S.E. Bond*, C.S. Boutlis, W.W. Yeo, W.A.B. Pratt, M.E. Orr, S. Miyakis
*Wollongong Hospital, Australia
Journal of Hospital Infection (2017) 95, 387-393
目的
医療関連クロストリジウム・ディフィシル(Clostridium difficile)感染症(CDI)は、先進国において、依然として罹患および死亡の主な原因となっている。しかし、非都市部の多施設での医療関連CDI の負担に関するデータはほとんどない。本研究では、抗菌薬管理プログラム(antimicrobial stewardship programme;ASP)の導入を、医療関連 CDI の発生率との関連で検討し、医療関連 CDI が在院日数および病院費用に及ぼす影響を調べた。
方法
2010 年 12 月から 2016 年 4 月までの間に、オーストラリアのニューサウスウェールズ州にある非都市部地域医療圏の 9 つの病院で、医療関連 CDI を有する 16 歳以上の患者の介入前後比較研究を行った。

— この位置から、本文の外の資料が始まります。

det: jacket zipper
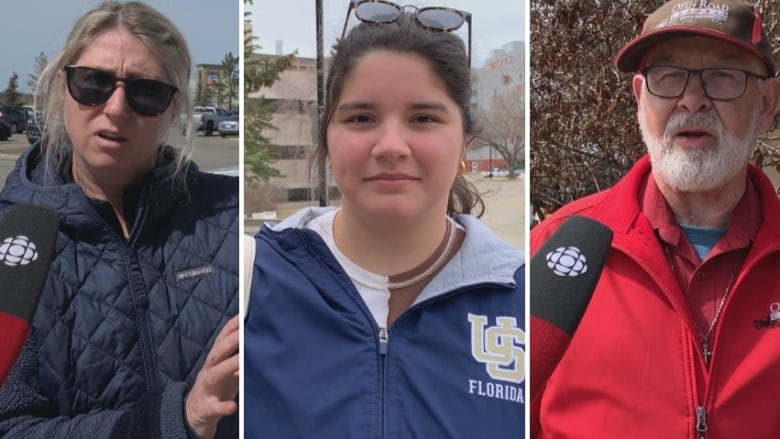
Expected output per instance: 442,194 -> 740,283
696,406 -> 707,439
377,328 -> 390,438
127,201 -> 160,390
127,254 -> 159,390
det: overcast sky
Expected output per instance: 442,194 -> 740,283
246,0 -> 526,67
0,0 -> 243,93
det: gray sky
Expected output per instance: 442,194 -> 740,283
0,0 -> 243,93
246,0 -> 526,67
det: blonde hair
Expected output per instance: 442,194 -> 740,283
34,1 -> 192,179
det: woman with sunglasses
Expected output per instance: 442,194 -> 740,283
0,2 -> 238,438
244,2 -> 525,438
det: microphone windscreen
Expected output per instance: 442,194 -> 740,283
0,204 -> 59,384
529,216 -> 612,400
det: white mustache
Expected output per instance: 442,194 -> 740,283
664,110 -> 724,138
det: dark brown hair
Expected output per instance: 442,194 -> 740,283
316,13 -> 485,216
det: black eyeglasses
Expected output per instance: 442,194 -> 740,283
642,66 -> 767,101
341,0 -> 471,65
65,66 -> 179,117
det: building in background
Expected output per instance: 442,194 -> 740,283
466,41 -> 525,174
246,54 -> 317,210
192,64 -> 227,107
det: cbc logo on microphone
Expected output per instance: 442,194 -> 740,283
0,235 -> 38,267
545,246 -> 588,277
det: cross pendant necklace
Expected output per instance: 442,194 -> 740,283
662,243 -> 740,367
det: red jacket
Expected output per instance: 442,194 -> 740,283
531,157 -> 780,439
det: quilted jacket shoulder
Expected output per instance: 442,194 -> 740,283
0,147 -> 239,431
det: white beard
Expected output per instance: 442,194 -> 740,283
638,105 -> 760,192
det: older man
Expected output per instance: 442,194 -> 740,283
531,0 -> 780,438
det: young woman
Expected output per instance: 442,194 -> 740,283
244,2 -> 525,438
0,2 -> 238,438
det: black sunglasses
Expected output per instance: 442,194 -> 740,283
341,0 -> 471,65
65,66 -> 179,117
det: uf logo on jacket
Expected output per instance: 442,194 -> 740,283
469,314 -> 525,383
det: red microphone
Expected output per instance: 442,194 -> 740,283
0,204 -> 59,386
529,216 -> 612,401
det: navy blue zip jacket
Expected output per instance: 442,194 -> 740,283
244,209 -> 525,439
0,146 -> 239,439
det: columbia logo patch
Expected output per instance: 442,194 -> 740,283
176,265 -> 216,282
545,246 -> 588,277
0,235 -> 38,267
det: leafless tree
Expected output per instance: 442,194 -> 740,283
530,0 -> 780,218
476,94 -> 525,178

介入は、臨床決定支援システムをサポートしている多施設 ASP を含み、その後、電子メールによる主治医への医療関連 CDI 症例のフィードバックを導入した。
主要評価項目
医療関連 CDI の発生率、在院日数と病院費用の比較、抗菌薬およびプロトンポンプ阻害薬の使用歴、および CDI 治療の適切性。
結果
医療関連 CDI の発生率は、介入前に、10,000 病床利用日あたり 3.07 例から 4.60 例に上昇し、介入後は 10,000 病床利用日あたり 4 例を維持した(P = 0.24)。在院日数の中央値(17 日間対 6 日間、P < 0.01)、および病院費用の中央値(19,222 豪ドル対 7,861豪ドル、P < 0.01)は、医療関連 CDI 症例( N = 91)のほうがマッチさせた対照者( N = 172)よりも有意に大きかった。重症の医療関連 CDI を有した患者の半数(8 例中 4 例)は、適切な初期治療(バンコマイシンの経口投与)を受けていなかった。
結論
医療関連 CDI は、在院日数および病院費用の増加を通じて、地方および農村部の公共医療サービスに有意な負担をもたらした。ASP の効果を高めるために、医療関連 CDI を標的とした介入を採用することも可能かもしれない。
サマリー原文(英語)はこちら
監訳者コメント
オーストラリアにおける医療関連 CDI のインパクトに関する研究である。すでに報告された多数の研究と同様に、医療関連 CDI による入院期間の延長やコストの増加が示された。医師の CDI に関する認知は依然として低く、ASP の介入効果が期待できそうだ。